"You will permit me to retire, sir," I said. "I have but this morning come down from a long march among the mountains east of this valley. Sleeping in wayside huts and tramping those sultry paths make a man think pleasantly of bed."

The Count seemed to brighten at my words. "You are a marcher, sir, and love the mountains! Once I would gladly have joined you, for in my youth I was a great walker in hilly places. Tell me, now, how many miles will you cover in a day?"

I told him thirty at a stretch.

"Ah," he said, "I have done fifty, without food, over the roughest and mossiest mountains. I lived on what I shot, and for drink I had spring-water. Nay, I am forgetting. There was another beverage, which I wager you have never tasted. Heard you ever, sir, of that eau de vie which the Scots call usquebagh? It will comfort a traveller as no thin Italian wine will comfort him. By my soul, you shall taste it. Charlotte, my dear, bid Oliphant fetch glasses and hot water and lemons. I will give Mr. Hervey-Townshend a sample of the brew. You English are all tetes-de-fer, sir, and are worthy of it."
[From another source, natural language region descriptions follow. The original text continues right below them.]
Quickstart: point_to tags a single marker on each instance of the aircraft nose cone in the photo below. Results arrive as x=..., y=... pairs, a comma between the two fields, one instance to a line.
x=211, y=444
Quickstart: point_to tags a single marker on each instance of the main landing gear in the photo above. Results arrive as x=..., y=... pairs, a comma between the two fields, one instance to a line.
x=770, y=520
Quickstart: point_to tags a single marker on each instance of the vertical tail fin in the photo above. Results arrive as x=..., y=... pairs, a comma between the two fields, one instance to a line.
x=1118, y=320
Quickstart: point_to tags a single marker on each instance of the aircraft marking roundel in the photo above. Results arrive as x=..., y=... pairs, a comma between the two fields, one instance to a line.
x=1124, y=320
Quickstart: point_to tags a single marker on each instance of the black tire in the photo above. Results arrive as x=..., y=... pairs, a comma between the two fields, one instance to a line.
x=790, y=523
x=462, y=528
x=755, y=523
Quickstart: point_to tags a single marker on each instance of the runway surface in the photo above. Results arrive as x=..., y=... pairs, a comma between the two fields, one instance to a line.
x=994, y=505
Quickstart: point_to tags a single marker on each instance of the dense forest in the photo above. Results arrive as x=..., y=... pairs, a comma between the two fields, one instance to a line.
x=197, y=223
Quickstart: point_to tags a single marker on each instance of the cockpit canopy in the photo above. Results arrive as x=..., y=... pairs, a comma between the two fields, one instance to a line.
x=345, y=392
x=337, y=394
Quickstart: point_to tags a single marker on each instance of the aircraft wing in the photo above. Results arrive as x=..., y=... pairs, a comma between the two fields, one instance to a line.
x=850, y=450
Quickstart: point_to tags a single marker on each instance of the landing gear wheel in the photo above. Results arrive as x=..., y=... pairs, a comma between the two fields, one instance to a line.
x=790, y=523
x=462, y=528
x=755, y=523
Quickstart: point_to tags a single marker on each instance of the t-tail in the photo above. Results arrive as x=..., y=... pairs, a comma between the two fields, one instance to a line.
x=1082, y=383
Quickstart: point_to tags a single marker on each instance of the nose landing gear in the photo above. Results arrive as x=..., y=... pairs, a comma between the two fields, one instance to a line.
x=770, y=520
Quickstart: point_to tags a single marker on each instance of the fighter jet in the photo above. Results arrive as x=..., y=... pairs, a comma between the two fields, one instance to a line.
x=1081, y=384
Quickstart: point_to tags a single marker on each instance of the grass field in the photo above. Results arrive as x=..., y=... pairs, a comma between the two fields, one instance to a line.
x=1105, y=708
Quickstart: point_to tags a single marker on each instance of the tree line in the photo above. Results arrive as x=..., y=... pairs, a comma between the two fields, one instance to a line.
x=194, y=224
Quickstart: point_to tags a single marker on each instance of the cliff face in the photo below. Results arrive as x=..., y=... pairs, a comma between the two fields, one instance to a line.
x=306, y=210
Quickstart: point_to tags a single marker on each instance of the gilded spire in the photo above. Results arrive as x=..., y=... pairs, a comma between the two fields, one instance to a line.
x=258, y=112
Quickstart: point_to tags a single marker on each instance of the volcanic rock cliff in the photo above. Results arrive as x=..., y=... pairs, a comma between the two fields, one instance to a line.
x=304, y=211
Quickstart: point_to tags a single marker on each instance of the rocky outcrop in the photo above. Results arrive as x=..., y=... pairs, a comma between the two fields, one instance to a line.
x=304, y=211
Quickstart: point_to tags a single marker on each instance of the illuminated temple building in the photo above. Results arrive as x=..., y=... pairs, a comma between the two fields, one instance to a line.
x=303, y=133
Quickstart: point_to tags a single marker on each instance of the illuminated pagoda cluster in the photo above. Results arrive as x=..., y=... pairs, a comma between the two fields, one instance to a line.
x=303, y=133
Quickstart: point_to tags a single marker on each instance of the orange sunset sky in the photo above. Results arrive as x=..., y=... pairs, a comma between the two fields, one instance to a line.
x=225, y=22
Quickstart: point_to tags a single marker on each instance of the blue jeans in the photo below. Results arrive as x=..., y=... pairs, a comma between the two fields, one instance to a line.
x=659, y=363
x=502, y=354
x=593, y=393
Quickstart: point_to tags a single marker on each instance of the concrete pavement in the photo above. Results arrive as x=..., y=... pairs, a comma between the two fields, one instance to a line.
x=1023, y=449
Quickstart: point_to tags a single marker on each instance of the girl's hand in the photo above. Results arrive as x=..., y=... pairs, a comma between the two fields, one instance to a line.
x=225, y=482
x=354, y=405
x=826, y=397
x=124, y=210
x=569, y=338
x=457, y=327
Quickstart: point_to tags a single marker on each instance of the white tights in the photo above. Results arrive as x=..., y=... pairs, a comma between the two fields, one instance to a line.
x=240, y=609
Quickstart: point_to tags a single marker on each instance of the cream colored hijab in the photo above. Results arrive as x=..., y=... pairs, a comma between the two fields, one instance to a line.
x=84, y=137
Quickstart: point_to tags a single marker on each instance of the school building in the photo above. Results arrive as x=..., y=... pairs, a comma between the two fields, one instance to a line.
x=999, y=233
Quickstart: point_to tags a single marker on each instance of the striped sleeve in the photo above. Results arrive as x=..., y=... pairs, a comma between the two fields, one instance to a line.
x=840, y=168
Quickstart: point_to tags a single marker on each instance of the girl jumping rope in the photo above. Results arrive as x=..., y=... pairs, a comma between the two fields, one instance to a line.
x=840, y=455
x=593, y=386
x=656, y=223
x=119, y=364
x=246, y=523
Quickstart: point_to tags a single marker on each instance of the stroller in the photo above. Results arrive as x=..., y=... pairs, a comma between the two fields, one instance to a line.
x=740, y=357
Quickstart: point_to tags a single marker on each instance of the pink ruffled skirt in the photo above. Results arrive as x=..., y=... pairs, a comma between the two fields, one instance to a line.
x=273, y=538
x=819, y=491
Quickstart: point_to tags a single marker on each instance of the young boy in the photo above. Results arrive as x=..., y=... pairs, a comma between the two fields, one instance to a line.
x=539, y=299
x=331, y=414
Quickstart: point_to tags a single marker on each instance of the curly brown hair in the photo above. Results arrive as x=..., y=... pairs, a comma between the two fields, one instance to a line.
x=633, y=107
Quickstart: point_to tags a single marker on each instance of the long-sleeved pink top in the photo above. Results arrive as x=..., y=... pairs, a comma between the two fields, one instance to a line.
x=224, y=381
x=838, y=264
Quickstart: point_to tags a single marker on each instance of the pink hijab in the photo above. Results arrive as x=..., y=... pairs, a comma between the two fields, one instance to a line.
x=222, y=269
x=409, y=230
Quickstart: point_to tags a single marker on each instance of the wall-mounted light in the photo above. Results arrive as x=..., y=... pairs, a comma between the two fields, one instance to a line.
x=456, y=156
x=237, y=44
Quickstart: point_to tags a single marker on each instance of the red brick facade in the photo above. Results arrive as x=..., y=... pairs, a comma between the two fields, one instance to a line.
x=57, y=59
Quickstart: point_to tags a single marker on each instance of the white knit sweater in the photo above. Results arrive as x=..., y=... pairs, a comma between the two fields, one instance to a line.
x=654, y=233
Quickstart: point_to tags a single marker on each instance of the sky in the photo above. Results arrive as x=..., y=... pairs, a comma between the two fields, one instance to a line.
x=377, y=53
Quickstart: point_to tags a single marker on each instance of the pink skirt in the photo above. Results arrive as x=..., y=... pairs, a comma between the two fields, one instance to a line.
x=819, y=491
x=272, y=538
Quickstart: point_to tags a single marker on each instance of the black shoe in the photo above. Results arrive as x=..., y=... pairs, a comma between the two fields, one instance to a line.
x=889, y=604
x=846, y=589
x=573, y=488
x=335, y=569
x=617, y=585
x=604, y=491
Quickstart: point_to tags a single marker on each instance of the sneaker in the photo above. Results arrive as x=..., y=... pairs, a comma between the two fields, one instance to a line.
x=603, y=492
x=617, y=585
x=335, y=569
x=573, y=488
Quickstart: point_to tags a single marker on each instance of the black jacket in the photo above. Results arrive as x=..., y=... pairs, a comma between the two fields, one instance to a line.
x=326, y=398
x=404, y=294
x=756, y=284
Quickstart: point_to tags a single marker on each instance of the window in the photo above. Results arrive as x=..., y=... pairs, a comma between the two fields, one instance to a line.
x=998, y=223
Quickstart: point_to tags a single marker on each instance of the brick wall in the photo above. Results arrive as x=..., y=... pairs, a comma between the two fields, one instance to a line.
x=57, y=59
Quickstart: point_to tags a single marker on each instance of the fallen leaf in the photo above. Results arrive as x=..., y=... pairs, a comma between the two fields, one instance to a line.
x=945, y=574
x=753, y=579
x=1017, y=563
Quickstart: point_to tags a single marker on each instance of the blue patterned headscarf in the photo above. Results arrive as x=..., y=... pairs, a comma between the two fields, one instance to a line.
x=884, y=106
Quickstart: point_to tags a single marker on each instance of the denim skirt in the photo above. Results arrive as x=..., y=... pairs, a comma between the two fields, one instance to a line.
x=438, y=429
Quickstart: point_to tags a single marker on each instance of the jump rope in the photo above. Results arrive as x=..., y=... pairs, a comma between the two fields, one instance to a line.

The old man's face had lighted up, and for the moment his air had the jollity of youth. I would have accepted the entertainment had I not again caught Madame's eye. It said, unmistakably and with serious pleading, "Decline." I therefore made my excuses, urged fatigue, drowsiness, and a delicate stomach, bade my host good-night, and in deep mystification left the room.

Enlightenment came upon me as the door closed. There in the threshold stood the manservant whom they called Oliphant, erect as a sentry on guard. The sight reminded me of what I had once seen at Basle when by chance a Rhenish Grand Duke had shared the inn with me. Of a sudden a dozen clues linked together—the crowned notepaper, Scotland, my aunt Hervey's politics, the tale of old wanderings.

"Tell me," I said in a whisper, "who is the Count d'Albani, your master?" and I whistled softly a bar of "Charlie is my darling."

"Ay," said the man, without relaxing a muscle of his grim face. "It is the King of England—my king and yours."

II

In the small hours of the next morning I was awoke by a most unearthly sound. It was as if all the cats on all the roofs of Santa Chiara were sharpening their claws and wailing their battle-cries. Presently out of the noise came a kind of music—very slow, solemn, and melancholy. The notes ran up in great flights of ecstasy, and sunk anon to the tragic deeps. In spite of my sleepiness I was held spellbound and the musician had concluded with certain barbaric grunts before I had the curiosity to rise. It came from somewhere in the gallery of the inn, and as I stuck my head out of my door I had a glimpse of Oliphant, nightcap on head and a great bagpipe below his arm, stalking down the corridor.